No paleo-exhaustion, and starting to feel great!
Hang in there everybody! What’s one month in the grand scheme!?!
….even I am eating Paleo for the month….?!?!
What Ode said…plus a little IPA now and then.
Re: my blood, I should mention (in the interest of full disclosure) that I don’t drink — haven’t for a couple years. I suspect not drinking fermented sugar plays some part, but it’s not why I don’t drink, nor is a nice lipid panel why I eat paleo.

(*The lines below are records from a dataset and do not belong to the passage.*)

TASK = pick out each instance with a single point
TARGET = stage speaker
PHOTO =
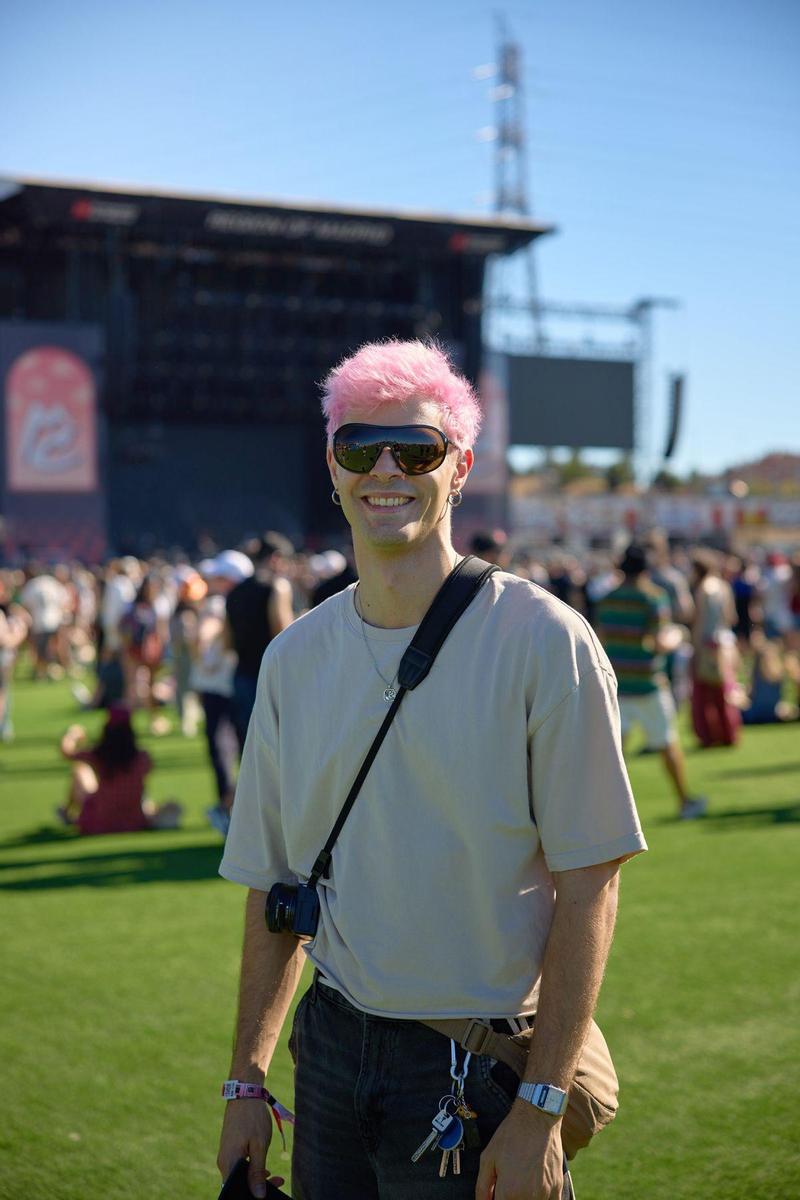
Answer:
(675, 413)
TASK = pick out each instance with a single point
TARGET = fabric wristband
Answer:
(234, 1090)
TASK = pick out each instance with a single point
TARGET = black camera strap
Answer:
(451, 600)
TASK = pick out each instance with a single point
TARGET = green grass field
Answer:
(120, 960)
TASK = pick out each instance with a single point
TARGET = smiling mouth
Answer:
(388, 502)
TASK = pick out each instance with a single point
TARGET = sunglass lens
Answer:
(356, 449)
(425, 453)
(417, 449)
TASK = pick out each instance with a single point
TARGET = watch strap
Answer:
(546, 1097)
(234, 1090)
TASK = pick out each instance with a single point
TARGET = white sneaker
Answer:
(693, 809)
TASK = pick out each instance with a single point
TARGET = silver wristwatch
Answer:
(546, 1097)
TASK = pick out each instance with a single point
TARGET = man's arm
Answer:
(270, 971)
(524, 1158)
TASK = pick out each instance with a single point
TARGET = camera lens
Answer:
(281, 909)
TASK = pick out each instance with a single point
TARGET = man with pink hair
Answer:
(476, 875)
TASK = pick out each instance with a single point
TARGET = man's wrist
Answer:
(547, 1098)
(248, 1073)
(534, 1120)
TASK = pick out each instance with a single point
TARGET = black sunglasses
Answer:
(416, 449)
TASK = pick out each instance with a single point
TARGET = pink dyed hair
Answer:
(394, 372)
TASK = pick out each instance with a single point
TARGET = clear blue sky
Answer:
(665, 144)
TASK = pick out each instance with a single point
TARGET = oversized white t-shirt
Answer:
(501, 767)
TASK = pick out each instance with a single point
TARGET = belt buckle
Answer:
(482, 1032)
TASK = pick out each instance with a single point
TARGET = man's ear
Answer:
(463, 467)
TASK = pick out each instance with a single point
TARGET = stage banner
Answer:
(50, 423)
(49, 378)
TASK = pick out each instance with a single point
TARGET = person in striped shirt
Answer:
(633, 625)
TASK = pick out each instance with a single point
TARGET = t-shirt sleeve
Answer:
(254, 847)
(581, 795)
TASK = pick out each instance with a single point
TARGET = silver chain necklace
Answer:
(389, 690)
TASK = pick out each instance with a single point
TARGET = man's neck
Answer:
(396, 591)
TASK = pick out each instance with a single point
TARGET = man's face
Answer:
(423, 498)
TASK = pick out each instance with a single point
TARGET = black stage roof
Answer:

Re: right paleo ratio. For me, and I’m maybe a bad one to comment, the closer I get to 100% paleo, the more in-balance I feel. I know this sounds crazy. I’m talking about things as simple as digestion, mental alertness, & energy, to more nuanced things, like concentration, dealing with stress (not getting worked up as easily), sexual performance, judgment, empathy, connectedness to nature (sorry, I’ve lived in Bldr for almost 25 yrs), etc., etc. Not to mention, I love the food! In other words, it’s working pretty well for my and my family… and… having a good lipid panel is nice confirmation that the balance I feel intuitively is being statistically confirmed — at least in my blood.